The Joliet plant, acquired 2 years ago from Huntsman Chemical, can produce 105,000 tonnes/year of polystyrene. Nova said industry margins remain weak and the Joliet plant costs are the highest in its polystyrene manufacturing network. It said the level of investment needed to reduce costs at Joliet couldn't be economically justified.

The Alliance Pipeline has finally reached start-up.

The 2,300-mile Alliance natural gas and liquids pipeline system from Western Canada to the Chicago market celebrated its commercial start-up after three earlier start-up delays caused by weather and commissioning problems.

Originally scheduled to begin operation Oct. 1, the line began operation Dec. 1. The $4.5 billion (Can.) line has an initial capacity of 1.325 bcfd, and volumes can be increased to 2.1 bcfd. Liquids will be extracted and processed at the Aux Sables plant near Chicago.

The line, initially backed by a group of 24 Alberta producers, provides an alternative delivery system to the TransCanada PipeLines system for export gas and eliminates a long-standing capacity bottleneck. The system includes 14 mainline compressor stations, 37 receipt points in British Columbia and Alberta, and 7 delivery points in Illinois.

In other pipeline action, Daugherty Resources completed a 13-mile, 4-in. pipeline as part of the gathering system serving its Kay Jay gas field in Knox County, Ky. Three shut-in natural gas wells have been connected to the system, with six shut-in wells remaining to be connected. The new gathering line will permit Daugherty to move additional gas from the shut-in wells and from future wells it expects to drill in Kay Jay field.

Bay Gas Storage, a subsidiary of EnergySouth, will construct a 24-in., 18-mile pipeline in Mobile County, Ala. The line will stretch from an interconnect at Koch Gateway Pipeline's 30-in. interstate pipeline in Whistler, Ala., to Bay Gas's existing pipeline system in Axis, Ala. Work on the line will begin this month and end in June 2001.

Kinder Morgan subsidiary Natural Gas Pipeline Co. of America (NGPL) will extend its system into east St. Louis, Mo., by constructing a 47-mile, 294 MMcfd pipeline from Centralia, Ill., to Illinois Power Co.'s natural gas distribution system in St. Louis. The $35 million, 24-in. project will be completed in June 2002. Dynegy Marketing and Trade will serve as the pipeline's anchor customer through long-term, natural gas transportation and storage contracts it has signed with NGPL, including a 10-year agreement effective June 1, 2002. That contract will provide Dynegy with 88 MMcfd of natural gas through the new pipeline.

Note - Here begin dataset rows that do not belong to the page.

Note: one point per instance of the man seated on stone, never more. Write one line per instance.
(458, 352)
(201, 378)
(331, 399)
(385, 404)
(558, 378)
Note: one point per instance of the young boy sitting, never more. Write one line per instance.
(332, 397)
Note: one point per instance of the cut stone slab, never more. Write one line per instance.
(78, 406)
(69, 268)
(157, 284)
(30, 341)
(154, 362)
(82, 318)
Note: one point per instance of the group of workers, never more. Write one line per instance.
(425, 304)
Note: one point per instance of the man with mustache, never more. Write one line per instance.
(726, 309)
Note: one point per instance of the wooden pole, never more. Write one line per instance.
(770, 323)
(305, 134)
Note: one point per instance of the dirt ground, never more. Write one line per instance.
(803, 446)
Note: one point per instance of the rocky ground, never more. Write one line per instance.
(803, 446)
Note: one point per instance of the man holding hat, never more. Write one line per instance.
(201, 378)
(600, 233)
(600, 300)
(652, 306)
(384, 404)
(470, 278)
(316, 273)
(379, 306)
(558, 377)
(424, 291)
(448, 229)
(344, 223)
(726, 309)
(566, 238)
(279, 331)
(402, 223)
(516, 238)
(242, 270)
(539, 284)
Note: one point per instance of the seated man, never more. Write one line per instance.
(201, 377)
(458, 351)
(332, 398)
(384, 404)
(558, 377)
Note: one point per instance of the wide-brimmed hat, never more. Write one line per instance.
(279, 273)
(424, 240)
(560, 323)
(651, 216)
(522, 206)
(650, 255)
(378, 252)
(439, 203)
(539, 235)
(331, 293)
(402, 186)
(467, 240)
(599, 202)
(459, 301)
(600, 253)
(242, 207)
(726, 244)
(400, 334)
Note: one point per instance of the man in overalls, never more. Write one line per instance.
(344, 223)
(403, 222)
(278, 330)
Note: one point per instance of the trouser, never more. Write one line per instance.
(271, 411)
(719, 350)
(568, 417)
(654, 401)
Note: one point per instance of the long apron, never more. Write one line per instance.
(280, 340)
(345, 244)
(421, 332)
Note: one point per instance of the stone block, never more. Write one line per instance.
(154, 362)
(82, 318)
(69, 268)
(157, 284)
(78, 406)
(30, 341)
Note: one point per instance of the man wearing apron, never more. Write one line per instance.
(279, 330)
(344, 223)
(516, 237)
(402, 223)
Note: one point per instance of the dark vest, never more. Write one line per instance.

Petrobras is eyeing a new satellite technology to detect oil spills.

Petrobras is considering a new oil spill monitoring system for Guanabara Bay off Rio de Janeiro, which suffered two major oil spills this year.

The system may employ buoys with infrared devices to transmit signals to low-orbit satellites when the devices detect the presence of hydrocarbons in the sea. The satellite would then transmit the signal to Petrobras's control center, enabling technicians to act quickly in case of an oil spill, said Rui Fonseca, the company's environmental protection manager.